How AIP and Caterpillar Fuel the AI Data Centre Power Shift

The exponential growth of AI is driving unprecedented demand for reliable, high-capacity power infrastructure.
As hyperscale data centres struggle to secure adequate energy from public grids, dedicated generation platforms are becoming essential.
American Intelligence & Power Corporation has formed a strategic alliance with Caterpillar and Boyd CAT to deliver large-scale dedicated power for hyperscale AI data centres.
The agreement supports the Monarch Compute Campus in West Virginia, a multi-phase platform designed to meet growing AI-driven data centre energy demands.
Under the purchase agreement, American Intelligence & Power Corp has ordered 2GW of fast-response natural gas generator sets from Caterpillar.
Equipment deliveries are scheduled between September 2026 and August 2027, with power delivery beginning in 2026 and 2GW expected online in 2027.
The Monarch Compute Campus is positioned as a behind-the-meter solution for hyperscale operators seeking long-term access to high-reliability power without increasing pressure on public grids.
Fast-response generation technology
AI workloads present unique infrastructure challenges.
Extreme load variability and high-density compute environments require fast-response power delivery capable of adapting to rapid demand fluctuations.
The Monarch platform combines natural gas generation with battery energy storage systems designed to absorb rapid load swings while maintaining power quality.
This hybrid approach represents a template for how critical digital infrastructure adapts to the computational intensity of machine learning and large language model training.
"Our design is purpose-built for AI data centre operations, combining fast-response natural gas generation with battery energy storage to manage rapid load variability and deliver consistent power quality at scale," says Daniel J. Shapiro, CEO of American Intelligence & Power Corp.
The power platform centres on Caterpillar G3516 fast-response natural gas generator sets.
These units can ramp from zero to full load in approximately seven seconds, addressing the fundamental requirement of AI workloads that fluctuate sharply.
"Projects like Monarch demonstrate how Caterpillar's natural gas generation platforms are being deployed as core infrastructure for data centres where reliability, speed of deployment and lifecycle performance are critical," says Melissa Busen, Senior Vice President of Electric Power at Caterpillar.
The generators incorporate advanced emissions controls, including selective catalytic reduction, to meet ultra-low emissions standards.
For data centre operators balancing sustainability targets with power availability, emissions performance is increasingly important.
Local deployment and support
Boyd CAT will deliver and support the Monarch deployment, providing technical expertise and long-term service capability across the equipment lifecycle.
"The scale of the Monarch project demands precision and performance, and Boyd CAT is ready to deliver both as AIP Corp brings new generation capacity online," says Andrew Boyd, President & CEO of Boyd CAT.
The alliance establishes a framework for ongoing collaboration, including planning for phased expansion, operations and maintenance strategy, and service readiness.
The initial 2GW deployment represents the first phase, with Monarch targeting up to 8GW of total generation capacity over time.
Infrastructure model for AI
Monarch is designed as a fully self-supplied power platform that does not require incremental utility transmission or distribution infrastructure.
Power is generated onsite, reducing dependency on constrained regional grids and enabling faster deployment of data centre capacity.
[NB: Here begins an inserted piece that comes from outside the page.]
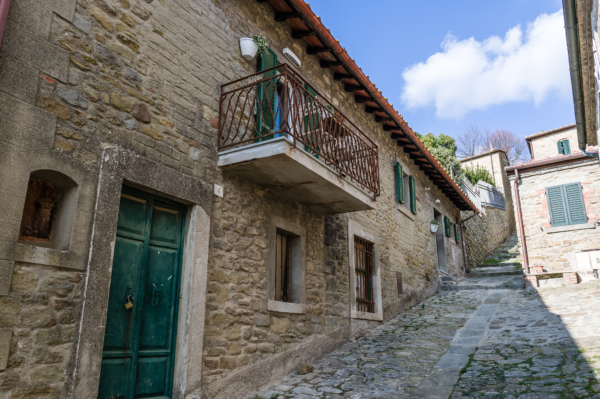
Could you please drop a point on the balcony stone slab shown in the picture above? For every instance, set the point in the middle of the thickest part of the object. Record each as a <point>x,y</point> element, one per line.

With its existing West Virginia microgrid designation, the project is structured to avoid increasing rates for existing utility customers while contributing to broader grid resilience.
The Monarch model reflects a growing shift toward dedicated generation platforms that align energy delivery directly with data centre development timelines.
For hyperscale operators facing delays due to power availability, this approach offers a pathway to secure reliable capacity.
As AI continues to drive computational demand, the infrastructure supporting it must evolve to match both the scale and technical characteristics of these next-generation workloads.